Lori Walsh: And we mentioned at the beginning that you also specialize in travel medicine. And I'm just wondering if you think that, it seems to me that some things I will never look at the same way as I looked at before. And when you take that to a global scale and think about us all getting back on airplanes and traveling for work and for leisure and to visit families, do you think it will be different and is different in this case kind of a good thing, because there does seem like there were a lot of things that we were accepting of before that maybe we didn't have, that we could do better. We could have fewer deaths from the flu, for example, if we took more precautions. Do you have hope for some of the things that we're learning today to be implemented into a new normal that could save lives?

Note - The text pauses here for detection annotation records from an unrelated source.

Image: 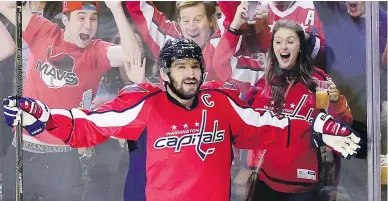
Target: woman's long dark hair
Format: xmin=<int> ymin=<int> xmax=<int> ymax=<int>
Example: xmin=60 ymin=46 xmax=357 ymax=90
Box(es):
xmin=263 ymin=20 xmax=314 ymax=113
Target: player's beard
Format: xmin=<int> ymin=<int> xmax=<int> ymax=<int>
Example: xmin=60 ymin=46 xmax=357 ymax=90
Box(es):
xmin=168 ymin=76 xmax=201 ymax=100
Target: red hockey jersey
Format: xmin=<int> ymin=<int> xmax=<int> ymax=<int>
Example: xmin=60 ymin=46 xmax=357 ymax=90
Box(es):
xmin=47 ymin=82 xmax=311 ymax=201
xmin=247 ymin=68 xmax=353 ymax=193
xmin=213 ymin=1 xmax=325 ymax=94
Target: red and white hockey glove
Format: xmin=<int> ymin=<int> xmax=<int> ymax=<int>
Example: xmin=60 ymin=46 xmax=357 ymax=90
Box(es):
xmin=3 ymin=96 xmax=50 ymax=136
xmin=312 ymin=112 xmax=361 ymax=159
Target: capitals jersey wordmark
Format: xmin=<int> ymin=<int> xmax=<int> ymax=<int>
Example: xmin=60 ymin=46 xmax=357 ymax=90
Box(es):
xmin=154 ymin=110 xmax=225 ymax=161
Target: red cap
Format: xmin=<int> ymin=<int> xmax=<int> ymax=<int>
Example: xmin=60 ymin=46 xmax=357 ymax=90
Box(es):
xmin=62 ymin=1 xmax=100 ymax=13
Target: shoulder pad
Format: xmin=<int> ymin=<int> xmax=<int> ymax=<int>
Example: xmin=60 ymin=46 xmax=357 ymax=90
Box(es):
xmin=201 ymin=81 xmax=240 ymax=97
xmin=119 ymin=83 xmax=161 ymax=94
xmin=118 ymin=84 xmax=163 ymax=100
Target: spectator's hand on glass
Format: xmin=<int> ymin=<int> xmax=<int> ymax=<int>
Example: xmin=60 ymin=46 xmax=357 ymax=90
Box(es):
xmin=0 ymin=1 xmax=16 ymax=12
xmin=124 ymin=52 xmax=146 ymax=84
xmin=105 ymin=1 xmax=121 ymax=10
xmin=230 ymin=1 xmax=249 ymax=30
xmin=329 ymin=84 xmax=340 ymax=103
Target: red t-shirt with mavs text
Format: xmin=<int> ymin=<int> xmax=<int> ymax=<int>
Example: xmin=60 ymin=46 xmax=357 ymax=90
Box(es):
xmin=19 ymin=15 xmax=113 ymax=149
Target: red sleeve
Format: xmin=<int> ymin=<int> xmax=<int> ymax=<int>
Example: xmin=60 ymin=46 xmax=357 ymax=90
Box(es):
xmin=314 ymin=68 xmax=353 ymax=125
xmin=126 ymin=1 xmax=182 ymax=57
xmin=217 ymin=1 xmax=241 ymax=28
xmin=23 ymin=14 xmax=61 ymax=47
xmin=47 ymin=84 xmax=160 ymax=147
xmin=212 ymin=29 xmax=264 ymax=95
xmin=206 ymin=81 xmax=311 ymax=149
xmin=92 ymin=40 xmax=115 ymax=71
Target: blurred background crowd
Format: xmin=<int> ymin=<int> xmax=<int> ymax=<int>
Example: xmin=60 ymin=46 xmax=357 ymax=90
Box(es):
xmin=0 ymin=1 xmax=387 ymax=201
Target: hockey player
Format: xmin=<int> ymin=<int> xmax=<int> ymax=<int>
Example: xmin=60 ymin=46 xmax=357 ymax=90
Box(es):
xmin=212 ymin=1 xmax=325 ymax=95
xmin=3 ymin=39 xmax=360 ymax=201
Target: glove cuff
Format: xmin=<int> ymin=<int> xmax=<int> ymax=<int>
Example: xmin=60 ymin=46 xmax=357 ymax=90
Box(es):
xmin=312 ymin=112 xmax=333 ymax=133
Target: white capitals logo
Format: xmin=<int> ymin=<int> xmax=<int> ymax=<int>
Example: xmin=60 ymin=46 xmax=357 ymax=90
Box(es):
xmin=154 ymin=110 xmax=225 ymax=161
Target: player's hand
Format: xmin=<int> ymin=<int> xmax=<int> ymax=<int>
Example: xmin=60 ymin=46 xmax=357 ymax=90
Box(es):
xmin=328 ymin=84 xmax=339 ymax=103
xmin=312 ymin=112 xmax=361 ymax=159
xmin=3 ymin=96 xmax=50 ymax=136
xmin=124 ymin=52 xmax=146 ymax=84
xmin=230 ymin=1 xmax=249 ymax=30
xmin=105 ymin=1 xmax=121 ymax=10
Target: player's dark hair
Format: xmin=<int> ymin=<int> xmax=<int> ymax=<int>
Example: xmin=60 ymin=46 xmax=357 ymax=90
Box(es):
xmin=263 ymin=20 xmax=314 ymax=112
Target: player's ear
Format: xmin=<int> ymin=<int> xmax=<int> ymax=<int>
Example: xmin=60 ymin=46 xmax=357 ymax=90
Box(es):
xmin=159 ymin=68 xmax=170 ymax=82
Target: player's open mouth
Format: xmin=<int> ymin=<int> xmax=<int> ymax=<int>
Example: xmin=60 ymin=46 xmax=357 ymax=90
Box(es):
xmin=280 ymin=52 xmax=291 ymax=61
xmin=189 ymin=33 xmax=200 ymax=38
xmin=79 ymin=33 xmax=90 ymax=41
xmin=349 ymin=3 xmax=357 ymax=8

Dr. Susan Hoover: Oh, definitely. And I miss traveling myself very much and I feel bad for all the patients who would come to our travel clinic with big plans for their trips and which have now completely changed. But I think as you say, influenza transmission could be really reduced by some of the things we've been doing to reduce COVID-19. In the southern hemisphere where the flu season is opposite to ours. They have really reported a very mild season last winter, which is our summer months. So that's encouraging and I think it may not be just closing schools and things like that. It may be the ordinary activities people do like washing their hands, avoiding large gatherings with close contact. I think we are learning a lot from that. As you know, this is all over the world now. There are many countries with high prevalence.
So I don't think we're going to be thinking in terms of we can't travel to this or that place because we in the US have as high a rate as any of the highest in the world. But I think travel will just have to resume. We humans want to see each other. We want to have contact. It's not in our nature to remain apart all the time. So I think it'll involve some modification of what we've been doing to make travel safer and some acceptance of risk. And at this point, I think while we understand so little, the risk is unacceptable that we would risk people getting so sick and dying. But I can see a future, as you mentioned, where we have more precautions around travel. We're not so blase about entering a small enclosed space with lots of strangers with maybe not as good hygiene as we could aspire to. So, yes, I think there's reason for hope, this can't be a permanent situation, that humans will find a way.
Lori Walsh: Dr. Susan Hoover, humans will find a way. I like that. Let's just hang our hats on that for another day. Wash your hands, watch your distance and wear your masks, South Dakota. We can turn this around. Thank you so much for your time. We appreciate it.
Dr. Susan Hoover: Thank you. A pleasure talking to you.